Effects of acute blockade of mGluRs on the frequency of RCSMs. A–C, The specific antagonist of mGluR1a (LY367385) inhibits RCSM frequency (100 μg, n = 12, A) within 30 min, while specific antagonists of mGluR2/3 (LY341495) and mGluR5 (MPEP) have no effect on RCSM within 30 min (100 μg, n = 9 and 8 respectively, B, C). D, The combined effect of mGluR1a blockade and E₂ was tested following acute blockade of brain aromatase using the described experimental design. E, F, Blockade of local estrogen synthesis by the aromatase inhibitor VOR (50 μg) inhibits RCSM frequency within 30 min. E₂ or DPN (50 μg; E, F) injected 15 min after VOR prevents the effect of VOR on RCSMs. LY367385 (100 μg) prevents the restoration of behavior by E₂ (E, n = 22) or DPN (F, n = 15).
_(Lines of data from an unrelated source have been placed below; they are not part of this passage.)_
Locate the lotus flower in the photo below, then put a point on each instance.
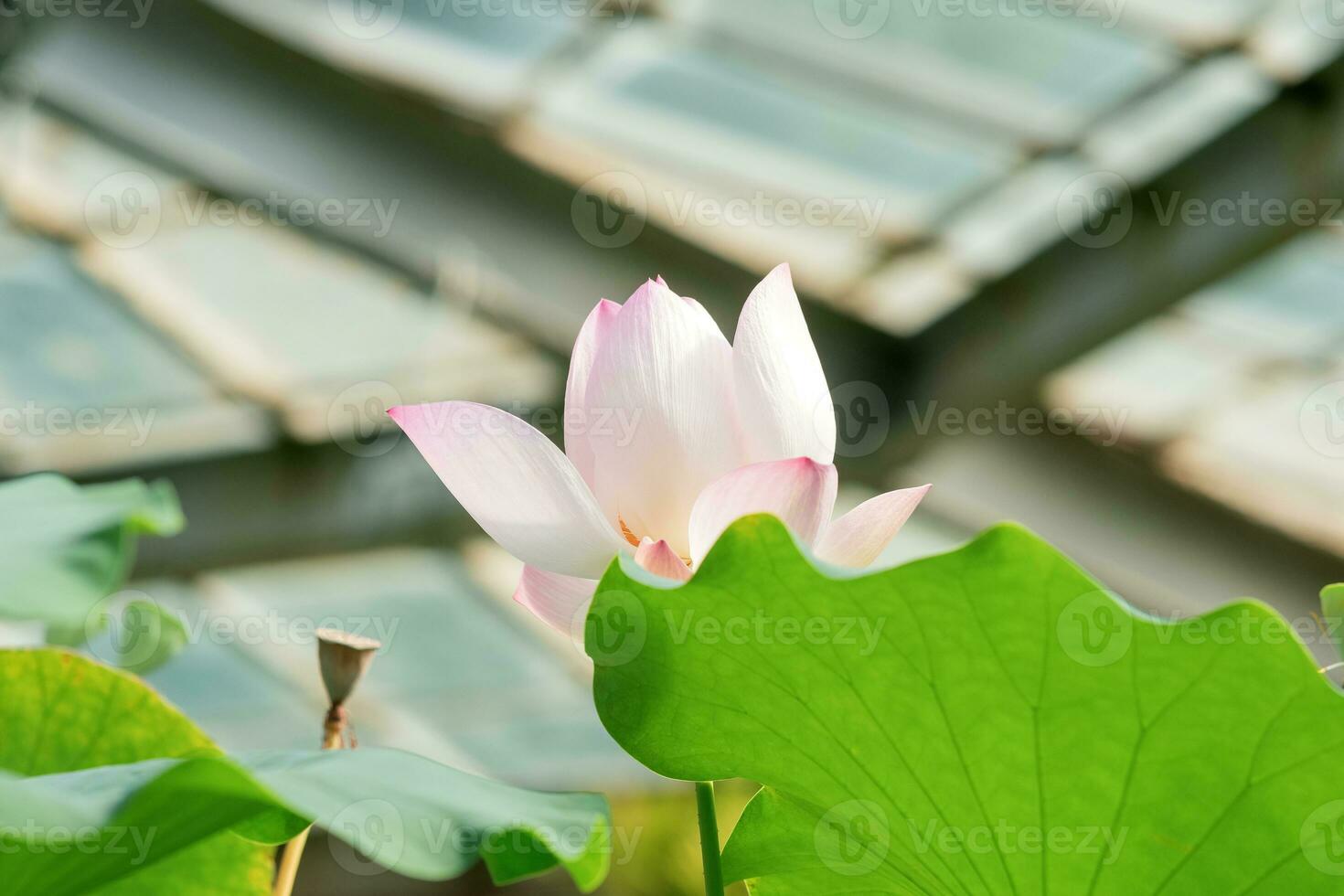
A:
(669, 435)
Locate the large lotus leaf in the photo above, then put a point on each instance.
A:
(984, 721)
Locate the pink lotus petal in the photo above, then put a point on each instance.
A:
(783, 394)
(859, 536)
(660, 559)
(800, 492)
(663, 375)
(578, 422)
(560, 601)
(515, 483)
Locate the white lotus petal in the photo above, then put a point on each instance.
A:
(800, 492)
(577, 420)
(515, 483)
(663, 375)
(560, 601)
(859, 536)
(660, 559)
(783, 395)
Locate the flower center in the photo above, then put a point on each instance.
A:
(629, 536)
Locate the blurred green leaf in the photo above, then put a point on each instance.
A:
(63, 547)
(984, 721)
(1332, 609)
(400, 810)
(60, 712)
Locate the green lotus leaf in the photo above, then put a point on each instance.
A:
(65, 547)
(140, 818)
(984, 721)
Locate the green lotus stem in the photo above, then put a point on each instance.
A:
(709, 838)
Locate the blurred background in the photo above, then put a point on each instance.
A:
(1075, 262)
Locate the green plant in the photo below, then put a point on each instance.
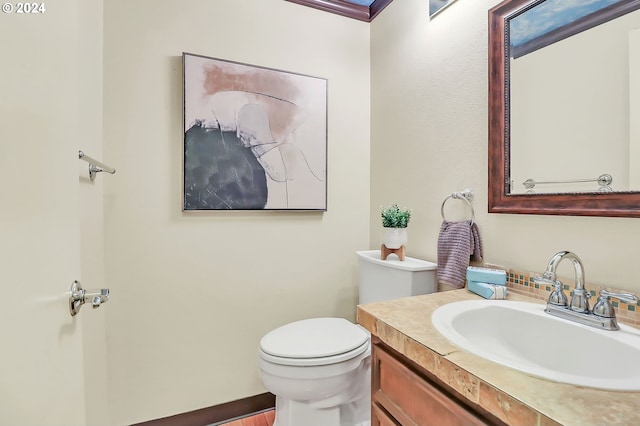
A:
(394, 217)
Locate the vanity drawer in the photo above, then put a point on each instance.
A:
(409, 398)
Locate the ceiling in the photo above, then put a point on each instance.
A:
(363, 10)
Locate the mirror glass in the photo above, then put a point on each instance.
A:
(564, 107)
(571, 101)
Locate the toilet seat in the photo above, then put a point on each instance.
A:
(313, 342)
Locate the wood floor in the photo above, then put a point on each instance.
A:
(265, 418)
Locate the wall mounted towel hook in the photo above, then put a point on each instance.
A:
(466, 196)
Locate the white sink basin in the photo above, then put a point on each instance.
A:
(522, 336)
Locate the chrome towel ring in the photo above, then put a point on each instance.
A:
(466, 196)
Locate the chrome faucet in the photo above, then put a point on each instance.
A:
(603, 315)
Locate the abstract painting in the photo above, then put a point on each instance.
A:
(255, 138)
(436, 6)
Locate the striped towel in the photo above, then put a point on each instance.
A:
(458, 243)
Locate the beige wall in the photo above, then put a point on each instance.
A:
(429, 138)
(192, 293)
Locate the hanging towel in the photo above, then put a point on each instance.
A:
(458, 243)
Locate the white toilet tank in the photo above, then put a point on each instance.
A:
(392, 278)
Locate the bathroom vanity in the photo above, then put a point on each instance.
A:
(418, 375)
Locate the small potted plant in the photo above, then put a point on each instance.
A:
(395, 220)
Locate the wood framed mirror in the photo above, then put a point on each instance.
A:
(501, 197)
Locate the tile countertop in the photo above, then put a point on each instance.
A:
(514, 397)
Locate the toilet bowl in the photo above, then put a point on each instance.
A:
(319, 370)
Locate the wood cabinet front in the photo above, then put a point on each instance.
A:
(403, 395)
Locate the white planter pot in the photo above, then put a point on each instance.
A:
(395, 237)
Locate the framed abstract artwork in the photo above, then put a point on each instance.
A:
(255, 138)
(435, 6)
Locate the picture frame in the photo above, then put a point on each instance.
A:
(255, 138)
(437, 6)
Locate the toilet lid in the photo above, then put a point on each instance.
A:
(314, 338)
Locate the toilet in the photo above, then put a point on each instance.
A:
(319, 369)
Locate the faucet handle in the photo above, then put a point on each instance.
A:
(557, 296)
(604, 308)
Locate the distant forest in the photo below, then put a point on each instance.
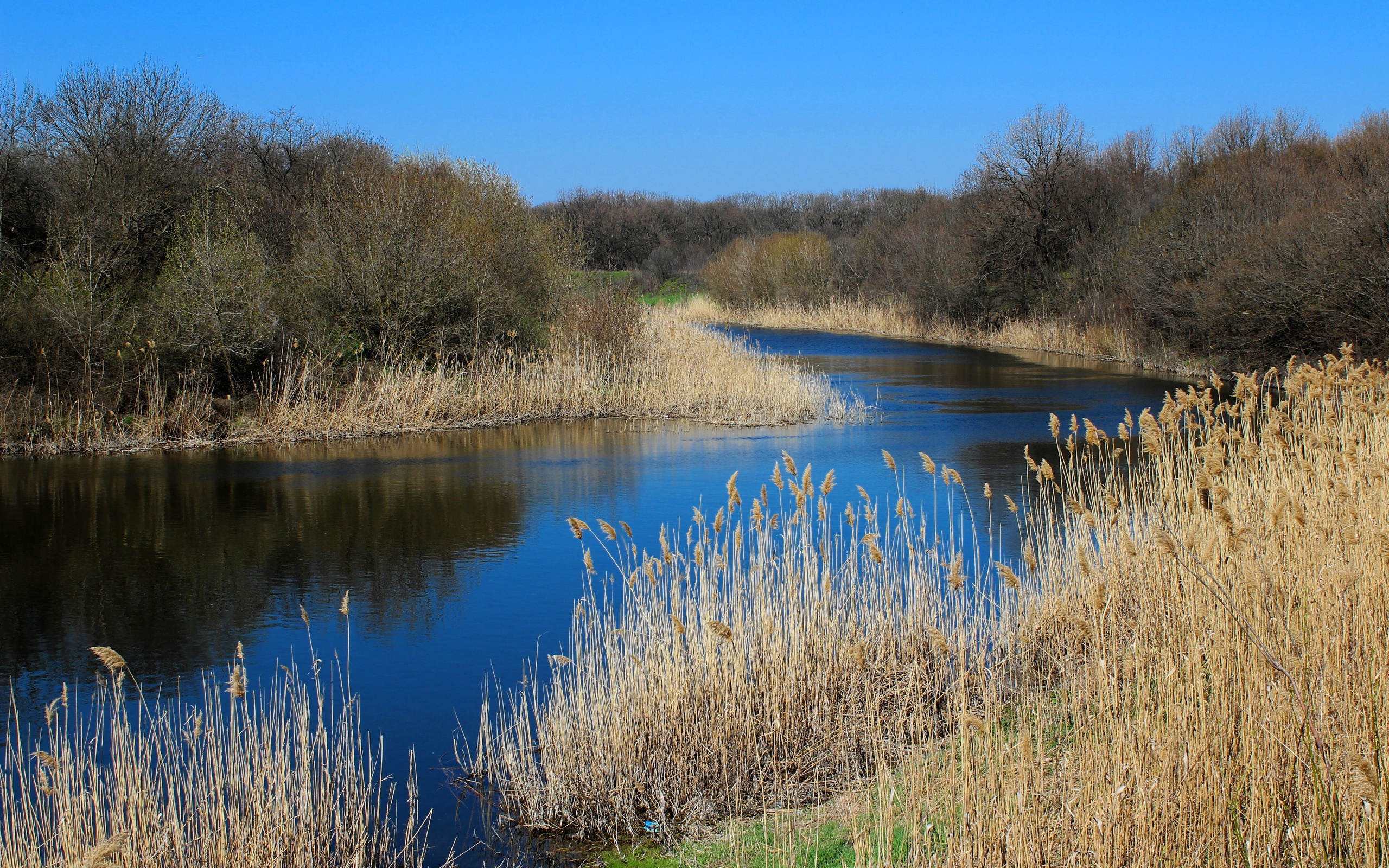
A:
(141, 216)
(1245, 245)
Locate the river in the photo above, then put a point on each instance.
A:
(453, 545)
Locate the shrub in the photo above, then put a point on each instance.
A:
(797, 269)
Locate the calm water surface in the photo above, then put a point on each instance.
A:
(453, 545)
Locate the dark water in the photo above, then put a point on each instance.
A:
(453, 545)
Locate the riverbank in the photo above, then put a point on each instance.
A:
(670, 368)
(1102, 342)
(1184, 666)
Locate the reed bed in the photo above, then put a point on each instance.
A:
(1185, 666)
(763, 658)
(670, 368)
(1099, 341)
(281, 775)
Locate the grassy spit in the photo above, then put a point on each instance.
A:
(1105, 342)
(667, 370)
(1187, 666)
(281, 775)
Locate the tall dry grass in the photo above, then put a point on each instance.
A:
(760, 658)
(1099, 341)
(276, 775)
(670, 368)
(1185, 666)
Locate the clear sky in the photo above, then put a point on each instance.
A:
(706, 99)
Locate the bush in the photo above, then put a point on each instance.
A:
(797, 269)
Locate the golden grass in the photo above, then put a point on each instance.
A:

The Pre and Post black bars provide reference behavior frequencies after vehicle intracerebroventricular injections performed before and after the acute treatments, but these data are not included in the statistical analyses. ΔΔΔp < 0.001 versus vehicle (Veh) by Fisher's LSD post hoc test (A) and Newman–Keuls post hoc test; ***p < 0.001 versus VOR; ###p < 0.001 versus VOR + E₂ or VOR + DPN by Newman–Keuls post hoc tests after identification of a significant treatment effect (repeated measure) by two-way ANOVA.